Clara hob den Kopf. Der Wind spielte draußen mit ihren Haaren, die sich sanft über ihr Gesicht legten. Sie lächelte leise. „Ja. Wenn man was Süßes isst, schmeckt das Leben nicht mehr ganz so bitter.“

......

Lena stand wie erstarrt da. Sie hatte gesehen, wie Clara davonfuhr.

Da kam jemand auf sie zu. „Frau Weber.“

Lena drehte sich um. Es war Direktor Leon Schulz von der TCM-Klinik.

Sofort trat sie eilig auf ihn zu. „Direktor Schulz, guten Tag! Sie kennen doch so viele Leute. Haben Sie vielleicht eine Möglichkeit, Dr. C dazu zu bringen, Julia zu behandeln?“

Leon nickte. „Frau Weber, tatsächlich kenne ich Dr. C persönlich. Ich kann Sie gerne bekannt machen.“

Lena war überglücklich. „Wirklich? Vielen, vielen Dank, Direktor Schultz!“

In diesem Moment blickte Direktor Schultz in die Richtung, in der Clara verschwunden war.

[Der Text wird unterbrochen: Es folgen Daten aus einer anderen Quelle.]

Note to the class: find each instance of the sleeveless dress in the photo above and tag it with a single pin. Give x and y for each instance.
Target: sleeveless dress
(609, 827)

Aus dem sauberen, weißen Kittel heraus zeigte sich ein heimtückisches Grinsen. „Frau Weber, das eben war doch Ihre älteste Tochter vom Land, oder? Ich hätte nicht gedacht, dass Ihre Tochter so eine Schönheit ist. Ich eben dachte für einen Moment, ich hätte eine Göttin gesehen.“

Das Lächeln auf Lenas Gesicht verschwand. Ihr Ausdruck wurde still, kalt und distanziert.